Strengths and Limitations
This study has multiple limitations. As this was an online survey recruited through non-probability snowball sampling, this may have encouraged a greater proportion of responders who were younger individuals and may not be representative of the broader trans community. Of the 670 people participating in the largerTRANSform study who indicated they were using testosterone therapy and were invited to participate in this testosterone and pain study, 486 responded, corresponding to a response rate of 72.5%. There may well have been responder bias, with individuals experiencing pain syndromes more likely to respond and overrepresenting the proportion of individuals on testosterone experiencing pelvic pain.

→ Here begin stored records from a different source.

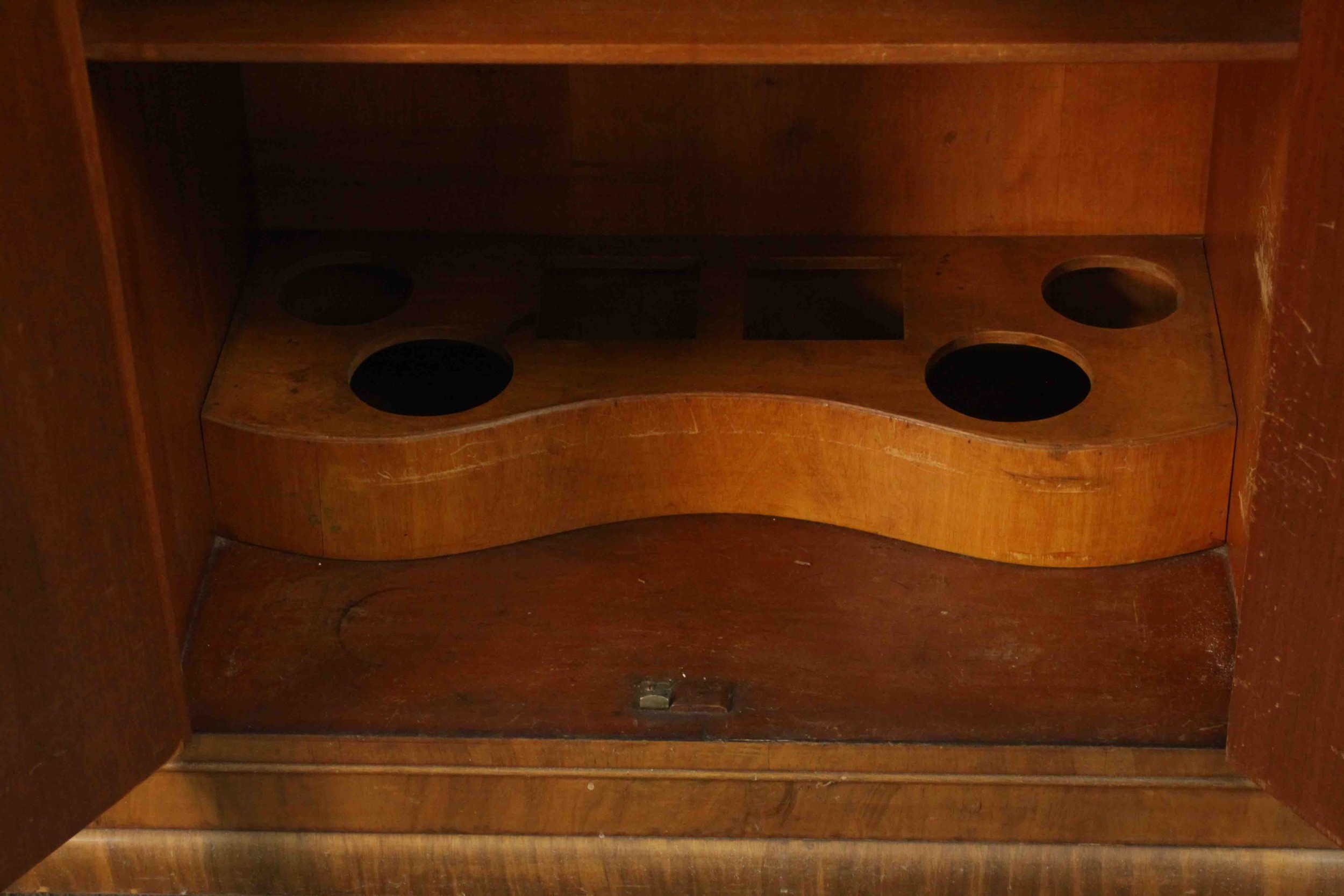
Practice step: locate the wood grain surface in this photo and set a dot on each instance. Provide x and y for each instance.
(174, 157)
(733, 149)
(815, 632)
(92, 695)
(304, 864)
(1288, 701)
(624, 789)
(1245, 211)
(835, 432)
(699, 31)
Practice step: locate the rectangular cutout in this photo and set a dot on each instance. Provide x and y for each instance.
(620, 299)
(824, 299)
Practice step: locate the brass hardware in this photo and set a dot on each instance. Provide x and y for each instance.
(684, 696)
(654, 695)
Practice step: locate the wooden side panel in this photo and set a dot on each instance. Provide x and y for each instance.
(175, 160)
(92, 696)
(1245, 211)
(1288, 701)
(725, 151)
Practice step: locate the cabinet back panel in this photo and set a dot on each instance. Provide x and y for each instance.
(734, 151)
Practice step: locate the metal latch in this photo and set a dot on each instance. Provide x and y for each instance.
(683, 695)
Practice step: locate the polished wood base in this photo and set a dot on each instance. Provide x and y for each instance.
(762, 629)
(664, 789)
(305, 816)
(307, 864)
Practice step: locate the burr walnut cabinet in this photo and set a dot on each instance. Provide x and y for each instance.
(778, 445)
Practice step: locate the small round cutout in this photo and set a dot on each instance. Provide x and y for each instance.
(431, 377)
(1114, 293)
(345, 295)
(1006, 382)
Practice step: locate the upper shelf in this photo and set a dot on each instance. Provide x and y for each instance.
(690, 31)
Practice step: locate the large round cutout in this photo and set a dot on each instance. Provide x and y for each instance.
(345, 295)
(1006, 382)
(431, 377)
(1114, 293)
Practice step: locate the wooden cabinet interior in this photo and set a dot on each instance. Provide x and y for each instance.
(613, 163)
(476, 410)
(218, 132)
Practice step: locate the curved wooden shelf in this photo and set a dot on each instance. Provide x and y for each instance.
(840, 432)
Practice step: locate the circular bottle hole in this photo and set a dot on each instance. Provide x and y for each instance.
(1116, 293)
(431, 377)
(1006, 382)
(346, 293)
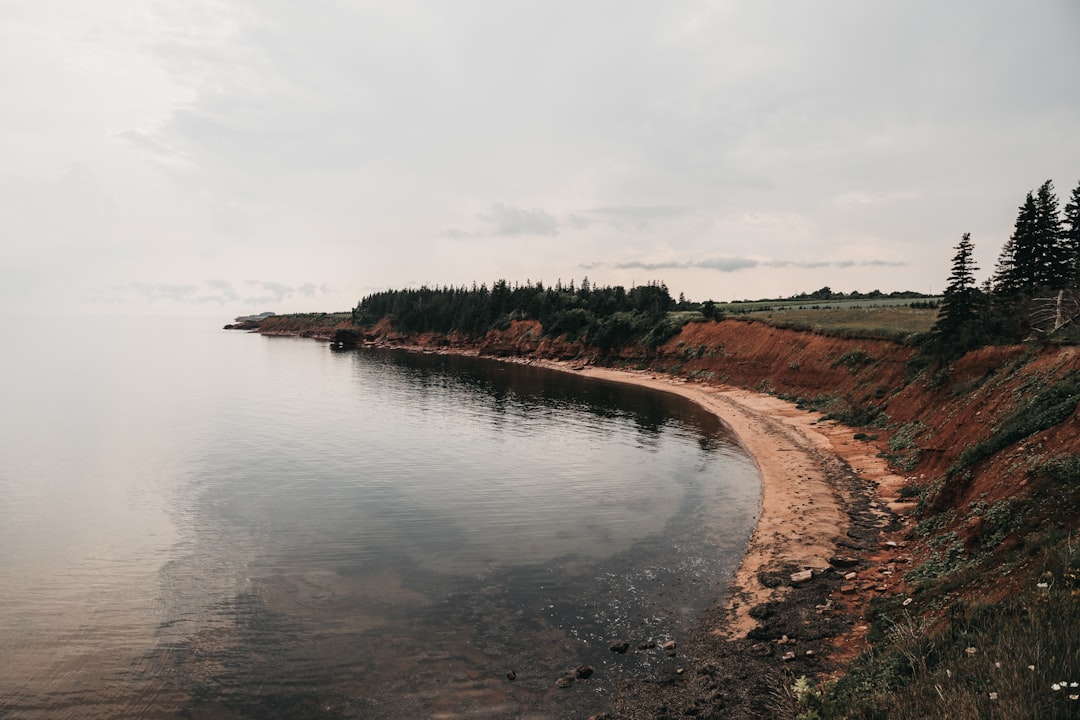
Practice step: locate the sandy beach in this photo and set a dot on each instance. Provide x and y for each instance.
(807, 466)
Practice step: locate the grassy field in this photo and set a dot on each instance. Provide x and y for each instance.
(892, 321)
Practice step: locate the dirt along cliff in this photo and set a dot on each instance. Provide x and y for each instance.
(948, 491)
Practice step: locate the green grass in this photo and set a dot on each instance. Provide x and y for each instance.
(984, 660)
(898, 321)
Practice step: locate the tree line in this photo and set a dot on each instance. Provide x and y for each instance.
(1034, 290)
(604, 316)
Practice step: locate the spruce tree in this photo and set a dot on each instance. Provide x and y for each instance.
(1054, 271)
(1020, 257)
(1070, 233)
(958, 326)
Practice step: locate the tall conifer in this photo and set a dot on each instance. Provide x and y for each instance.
(958, 326)
(1070, 232)
(1055, 269)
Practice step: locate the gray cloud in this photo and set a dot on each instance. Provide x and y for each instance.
(215, 291)
(509, 220)
(736, 265)
(718, 133)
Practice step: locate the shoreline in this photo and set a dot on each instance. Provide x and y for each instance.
(828, 501)
(802, 521)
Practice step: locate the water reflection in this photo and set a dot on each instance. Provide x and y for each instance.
(373, 534)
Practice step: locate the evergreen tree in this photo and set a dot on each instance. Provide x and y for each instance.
(958, 326)
(1070, 232)
(1055, 269)
(1016, 267)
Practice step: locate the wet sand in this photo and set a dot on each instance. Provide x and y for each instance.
(825, 496)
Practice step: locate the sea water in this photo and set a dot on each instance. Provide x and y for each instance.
(206, 524)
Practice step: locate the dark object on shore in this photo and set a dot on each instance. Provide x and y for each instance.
(247, 322)
(346, 339)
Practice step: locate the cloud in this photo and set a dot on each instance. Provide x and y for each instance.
(215, 291)
(152, 145)
(508, 220)
(736, 265)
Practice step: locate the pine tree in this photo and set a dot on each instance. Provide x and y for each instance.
(1055, 270)
(1020, 257)
(958, 326)
(1070, 232)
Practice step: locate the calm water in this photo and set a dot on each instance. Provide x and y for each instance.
(203, 524)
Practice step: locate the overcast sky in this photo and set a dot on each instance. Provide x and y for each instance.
(228, 157)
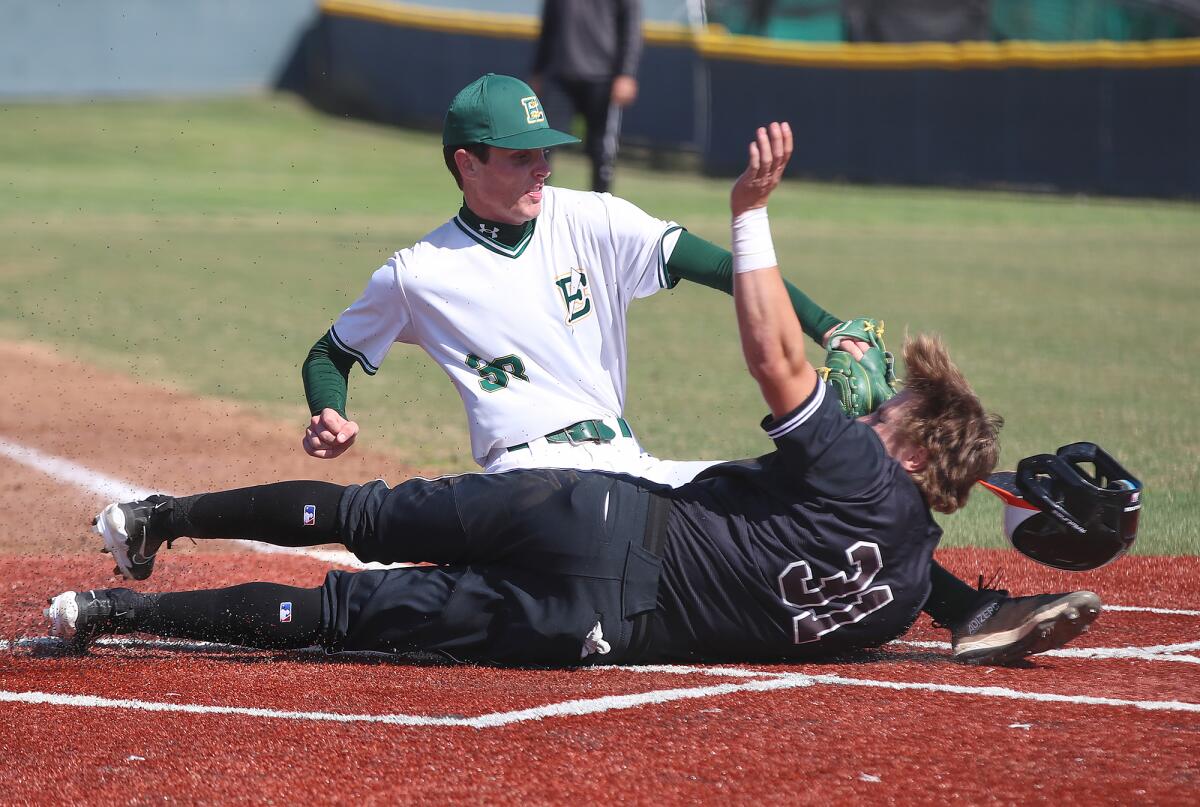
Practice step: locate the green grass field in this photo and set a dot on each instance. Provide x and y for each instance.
(208, 244)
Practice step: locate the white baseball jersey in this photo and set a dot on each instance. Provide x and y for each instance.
(533, 338)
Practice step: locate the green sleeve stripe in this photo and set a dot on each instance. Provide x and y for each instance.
(327, 374)
(703, 262)
(370, 369)
(665, 279)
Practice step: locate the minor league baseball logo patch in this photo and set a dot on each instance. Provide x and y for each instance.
(533, 109)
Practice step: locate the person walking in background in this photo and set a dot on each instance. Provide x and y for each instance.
(587, 63)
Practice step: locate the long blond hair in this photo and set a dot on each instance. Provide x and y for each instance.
(946, 417)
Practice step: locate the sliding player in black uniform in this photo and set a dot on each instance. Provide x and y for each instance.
(820, 548)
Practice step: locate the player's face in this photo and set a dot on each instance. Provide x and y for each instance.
(508, 187)
(885, 420)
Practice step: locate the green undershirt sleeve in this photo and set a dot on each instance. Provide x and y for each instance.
(703, 262)
(327, 376)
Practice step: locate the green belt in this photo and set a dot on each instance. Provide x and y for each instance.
(585, 431)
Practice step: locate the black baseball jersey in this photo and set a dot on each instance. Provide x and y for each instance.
(821, 547)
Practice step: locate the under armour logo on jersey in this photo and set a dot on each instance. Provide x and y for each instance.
(576, 296)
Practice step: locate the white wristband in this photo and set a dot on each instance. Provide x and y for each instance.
(753, 247)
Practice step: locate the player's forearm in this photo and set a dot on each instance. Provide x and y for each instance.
(327, 374)
(772, 340)
(703, 262)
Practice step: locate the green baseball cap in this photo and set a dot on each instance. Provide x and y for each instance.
(503, 112)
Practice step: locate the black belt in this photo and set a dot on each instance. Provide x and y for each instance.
(653, 541)
(585, 431)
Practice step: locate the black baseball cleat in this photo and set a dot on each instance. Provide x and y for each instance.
(78, 617)
(129, 536)
(1006, 629)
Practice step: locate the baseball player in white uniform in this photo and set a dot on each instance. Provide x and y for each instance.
(521, 299)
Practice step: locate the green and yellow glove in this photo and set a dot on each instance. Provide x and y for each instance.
(862, 384)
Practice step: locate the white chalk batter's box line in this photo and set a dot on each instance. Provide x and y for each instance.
(747, 681)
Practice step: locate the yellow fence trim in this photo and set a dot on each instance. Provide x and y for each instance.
(477, 23)
(717, 43)
(1157, 53)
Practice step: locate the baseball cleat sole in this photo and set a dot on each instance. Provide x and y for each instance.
(63, 613)
(1047, 628)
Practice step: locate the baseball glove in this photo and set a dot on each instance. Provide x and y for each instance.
(862, 384)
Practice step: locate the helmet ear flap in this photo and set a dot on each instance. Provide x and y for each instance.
(1060, 513)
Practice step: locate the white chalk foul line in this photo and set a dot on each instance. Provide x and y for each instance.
(496, 719)
(119, 490)
(762, 682)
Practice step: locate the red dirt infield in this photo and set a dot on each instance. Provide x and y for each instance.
(1113, 718)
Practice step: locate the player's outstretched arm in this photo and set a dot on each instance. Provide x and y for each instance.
(772, 340)
(325, 374)
(708, 264)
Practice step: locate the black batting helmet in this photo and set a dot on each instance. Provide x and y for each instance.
(1060, 514)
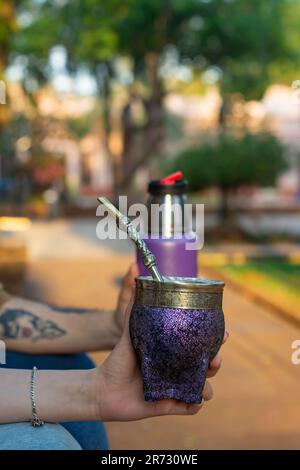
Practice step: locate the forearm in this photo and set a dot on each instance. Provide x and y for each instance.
(35, 328)
(60, 396)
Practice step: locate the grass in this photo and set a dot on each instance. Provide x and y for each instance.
(278, 281)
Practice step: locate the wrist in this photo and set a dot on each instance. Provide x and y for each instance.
(65, 395)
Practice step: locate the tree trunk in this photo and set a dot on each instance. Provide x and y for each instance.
(224, 206)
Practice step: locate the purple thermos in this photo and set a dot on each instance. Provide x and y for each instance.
(168, 229)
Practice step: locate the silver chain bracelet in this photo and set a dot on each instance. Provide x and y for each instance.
(35, 420)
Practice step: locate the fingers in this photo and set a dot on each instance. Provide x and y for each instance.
(214, 366)
(208, 392)
(226, 336)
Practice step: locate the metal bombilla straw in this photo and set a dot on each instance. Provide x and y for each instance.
(124, 223)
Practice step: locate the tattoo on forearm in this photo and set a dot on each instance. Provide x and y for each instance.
(21, 324)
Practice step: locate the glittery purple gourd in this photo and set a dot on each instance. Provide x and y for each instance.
(176, 328)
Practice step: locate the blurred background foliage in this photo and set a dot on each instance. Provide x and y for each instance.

Further, as participants were asked to recall experiences from prior to commencing testosterone, there is the possibility of recall bias. Medical conditions and testosterone levels were self-reported, and we were unable to confirm diagnoses or blood test results. We also acknowledge that questions regarding penetrative sexual activities did not specify vaginal or anal penetration. Standardised questionnaires for sexual dysfunction were not included, and these are not validated for trans and gender diverse populations. The impact of testosterone therapy on sexual function warrants further investigation.
Despite the limitations, this survey is the largest study to date exploring pelvic pain in trans people using testosterone therapy and is hypothesis generating for future studies examining the pathophysiology of, or the effectiveness of interventions on pelvic pain.